Being successful in any profession is all about cultivating relationships. It’s impossible to perpetuate a strong partnership if you’re unable to discern how someone is feeling.

Understanding how other people feel makes you a better communicator. Accordingly, it goes without saying that emotionally intelligent people are better at navigating the waters of office politics and defusing confrontations.

Thus, if you’re a more sensitive person, and more attuned to other people’s emotions, you have a great advantage in the workplace.

Indeed, being able to read other people’s emotions is a natural skill that not all of us possess.

Sensitivity is often characterized as a weakness. In actuality, it’s a great strength. There is a large difference between being overtly emotive and emotionally intelligent.

Emotionally intelligent, or sensitive people, have a keen understanding of other people’s feelings because they are acutely aware of their own emotions. Simply put, sensitive people are often extremely self-aware.

Correspondingly, these are all qualities that strong leaders possess.

Strong Leaders Have The Natural Ability To Read People

Leaders have an innate ability to gain people’s trust. They are skilled at reading how people feel and responding in a calming manner.

Likewise, as Daniel Goleman contends for the Harvard Business Review:

While the qualities traditionally associated with leadership — such as intelligence, toughness, determination, and vision — are required for success, they are insufficient.

Truly effective leaders are also distinguished by a high degree of emotional intelligence, which includes self-awareness, self-regulation, motivation, empathy, and social skill.

Leadership requires the capacity to read and respond to the needs and desires of others, which are often dictated by emotions.

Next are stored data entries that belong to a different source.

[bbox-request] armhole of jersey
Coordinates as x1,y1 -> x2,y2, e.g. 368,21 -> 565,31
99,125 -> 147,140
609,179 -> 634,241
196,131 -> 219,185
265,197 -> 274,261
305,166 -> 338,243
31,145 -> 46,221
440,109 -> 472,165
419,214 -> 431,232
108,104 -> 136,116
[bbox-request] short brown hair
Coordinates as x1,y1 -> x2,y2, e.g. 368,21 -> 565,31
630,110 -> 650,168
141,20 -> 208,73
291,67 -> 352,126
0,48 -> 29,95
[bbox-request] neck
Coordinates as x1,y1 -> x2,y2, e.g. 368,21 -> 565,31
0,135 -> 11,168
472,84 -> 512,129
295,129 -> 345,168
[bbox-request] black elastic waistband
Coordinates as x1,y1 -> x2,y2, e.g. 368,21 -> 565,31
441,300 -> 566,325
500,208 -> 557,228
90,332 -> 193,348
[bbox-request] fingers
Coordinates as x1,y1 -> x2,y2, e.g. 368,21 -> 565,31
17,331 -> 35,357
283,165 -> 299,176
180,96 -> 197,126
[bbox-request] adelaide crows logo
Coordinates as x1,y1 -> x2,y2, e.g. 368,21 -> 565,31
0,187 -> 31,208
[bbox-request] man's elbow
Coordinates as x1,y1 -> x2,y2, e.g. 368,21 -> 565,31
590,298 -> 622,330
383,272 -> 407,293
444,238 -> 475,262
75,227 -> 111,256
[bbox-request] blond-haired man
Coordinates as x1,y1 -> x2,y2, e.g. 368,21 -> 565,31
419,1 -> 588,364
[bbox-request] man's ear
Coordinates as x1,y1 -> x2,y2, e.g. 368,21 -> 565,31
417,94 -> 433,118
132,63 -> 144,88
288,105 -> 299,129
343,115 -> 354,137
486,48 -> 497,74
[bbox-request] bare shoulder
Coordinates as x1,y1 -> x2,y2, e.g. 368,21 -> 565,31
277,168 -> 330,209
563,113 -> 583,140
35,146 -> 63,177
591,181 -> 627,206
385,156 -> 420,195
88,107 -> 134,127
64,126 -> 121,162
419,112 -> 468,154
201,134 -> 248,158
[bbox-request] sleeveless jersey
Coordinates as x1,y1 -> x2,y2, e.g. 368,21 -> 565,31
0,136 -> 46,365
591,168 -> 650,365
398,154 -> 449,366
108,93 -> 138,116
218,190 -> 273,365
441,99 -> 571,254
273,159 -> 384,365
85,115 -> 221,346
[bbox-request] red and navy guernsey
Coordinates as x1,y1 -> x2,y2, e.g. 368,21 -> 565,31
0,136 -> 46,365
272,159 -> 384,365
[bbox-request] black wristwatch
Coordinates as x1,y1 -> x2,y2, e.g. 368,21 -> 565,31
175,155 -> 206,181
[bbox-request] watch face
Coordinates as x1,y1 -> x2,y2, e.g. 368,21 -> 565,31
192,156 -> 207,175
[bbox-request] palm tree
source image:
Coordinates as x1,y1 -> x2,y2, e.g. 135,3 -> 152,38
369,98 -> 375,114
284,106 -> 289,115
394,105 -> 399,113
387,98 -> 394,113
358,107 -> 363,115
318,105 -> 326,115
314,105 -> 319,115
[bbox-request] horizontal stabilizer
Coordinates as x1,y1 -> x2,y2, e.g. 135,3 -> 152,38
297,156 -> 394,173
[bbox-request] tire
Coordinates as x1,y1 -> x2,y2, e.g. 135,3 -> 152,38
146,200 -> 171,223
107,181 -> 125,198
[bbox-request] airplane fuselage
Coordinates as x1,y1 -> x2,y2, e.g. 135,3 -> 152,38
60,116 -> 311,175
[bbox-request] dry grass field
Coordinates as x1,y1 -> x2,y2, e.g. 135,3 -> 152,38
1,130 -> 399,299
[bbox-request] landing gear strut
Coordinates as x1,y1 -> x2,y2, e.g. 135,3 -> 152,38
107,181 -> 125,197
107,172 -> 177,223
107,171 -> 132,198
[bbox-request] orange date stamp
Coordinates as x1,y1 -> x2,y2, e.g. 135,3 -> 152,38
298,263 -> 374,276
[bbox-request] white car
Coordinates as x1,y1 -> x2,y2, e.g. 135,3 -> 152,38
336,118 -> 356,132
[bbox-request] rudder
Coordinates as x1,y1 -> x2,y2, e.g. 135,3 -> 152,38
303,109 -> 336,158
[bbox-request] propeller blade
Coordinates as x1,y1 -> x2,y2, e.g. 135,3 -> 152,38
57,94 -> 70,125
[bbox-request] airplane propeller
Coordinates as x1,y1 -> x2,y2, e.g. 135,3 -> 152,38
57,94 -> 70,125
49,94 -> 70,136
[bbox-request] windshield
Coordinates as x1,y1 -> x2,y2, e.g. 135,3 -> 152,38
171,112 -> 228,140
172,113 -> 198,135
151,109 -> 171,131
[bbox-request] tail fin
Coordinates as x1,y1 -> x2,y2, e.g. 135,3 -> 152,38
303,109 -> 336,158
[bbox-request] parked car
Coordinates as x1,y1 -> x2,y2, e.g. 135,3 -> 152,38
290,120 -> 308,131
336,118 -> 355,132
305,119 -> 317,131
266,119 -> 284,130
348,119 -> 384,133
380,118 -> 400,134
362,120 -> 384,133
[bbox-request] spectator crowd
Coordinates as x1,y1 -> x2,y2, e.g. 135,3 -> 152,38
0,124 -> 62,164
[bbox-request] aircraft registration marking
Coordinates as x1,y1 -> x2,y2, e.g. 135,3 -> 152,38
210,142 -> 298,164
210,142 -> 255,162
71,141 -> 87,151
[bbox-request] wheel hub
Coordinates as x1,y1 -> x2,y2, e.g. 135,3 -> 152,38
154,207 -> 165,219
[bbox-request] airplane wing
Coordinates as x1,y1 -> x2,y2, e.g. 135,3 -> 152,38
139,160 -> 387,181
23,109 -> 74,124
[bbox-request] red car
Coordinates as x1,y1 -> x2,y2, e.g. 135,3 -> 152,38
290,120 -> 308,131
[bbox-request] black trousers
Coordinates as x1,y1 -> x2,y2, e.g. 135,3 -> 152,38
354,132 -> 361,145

If you aren’t good at discerning how people are feeling, then you probably aren’t destined to lead.

Hence, perhaps a large part of the reason that emotionally intelligent people are paid more is due to the fact that they’re natural leaders. In essence, they are more likely to get promoted because of their strong social skills.

In the words of General Douglas MacArthur:

A true leader has the confidence to stand alone, the courage to make tough decisions, and the compassion to listen to the needs of others.

He does not set out to be a leader, but becomes one by the equality of his actions and the integrity of his intent.

In other words, it takes selflessness and sensitivity to be a truly effective leader.

We live in a cynical world. Many people seem to assume that if other people are being nice to them, then they must have ulterior motives. This isn’t always the case, however.

True kindness is fostered by giving without expecting anything in return. Yet, as we’ve now revealed, it actually pays off in the long run regardless.

Nice guys (and girls) don’t finish last after all.